Bandiere blu a Vasto e San Salvo

9 Maggio 2015

I due sindaci convocati a Roma per la consegna del vessillo

VASTO. Due Bandiere blu lungo il litorale vastese. Sono state assegnate ai Comuni di Vasto e San Salvo, le cui amministrazioni sono in procinto di partecipare alla cerimonia di consegna in programma martedì 12 maggio a Roma, nella sede della Regione Lazio. Si sono quindi rivelate fondate le anticipazioni delle scorse settimane che davano per certa l’attribuzione del vessillo. Il riconoscimento della Fee ((Fondation for environmental education) premia le località turistiche balneari che soddisfano 33 criteri di valutazione suddivisi in quattro categorie: educazione ambientale e informazione, qualità delle acque di balneazione, gestione ambientale, servizi e sicurezza.

Per Vasto si tratta della tredicesima volta consecutiva (su diciassette riconoscimenti totali), mentre per San Salvo è la diciottesima Bandiera blu, la diciassettesima consecutiva. Soddisfatte entrambe le amministrazioni comunali, anche se per Vasto la gratificazione è doppia visto che la spiaggia sabbiosa è finita nella classifica dei cento lidi italiani più adatti ai bambini. In questo secondo caso l’assegnazione ha una valenza scientifica e deriva da una indagine condotta fra i pediatri italiani. «Questo prestigioso riconoscimento a livello internazionale dimostra l’impegno e l’interesse rivolto al comparto turistico locale», ha commentato il sindaco Luciano Lapenna, «continuiamo a lavorare nell’esclusivo interesse dei cittadini e del territorio per garantire crescita e sviluppo economico».

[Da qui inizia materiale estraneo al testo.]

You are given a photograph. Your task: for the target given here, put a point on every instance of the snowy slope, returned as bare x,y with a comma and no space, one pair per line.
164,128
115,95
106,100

Grande soddisfazione per il risultato raggiunto anche da parte del sindaco di San Salvo, Tiziana Magnacca. Sull’assegnazione del vessillo si era aperta nelle scorse settimane una polemica. Secondo Paolo Leonzio, presidente Fee Abruzzo, erano da «ritenersi prive di alcun fondamento» le anticipazioni giornalistiche che davano per certa l’assegnazione della Bandiera blu a Vasto.

Archiviate le polemiche, la notizia è stata accolta con favore anche dagli operatori turistici locali, i quali chiedono all’amministrazione di non cullarsi sugli allori, ma di dedicare maggiore attenzione alla cura della riviera. Siamo alle soglie dell’estate e la Marina, soprattutto nel tratto nord del lungomare Cordella, offre ancora uno spettacolo di abbandono e incuria che non giova all’immagine turistica della località. (a.b.)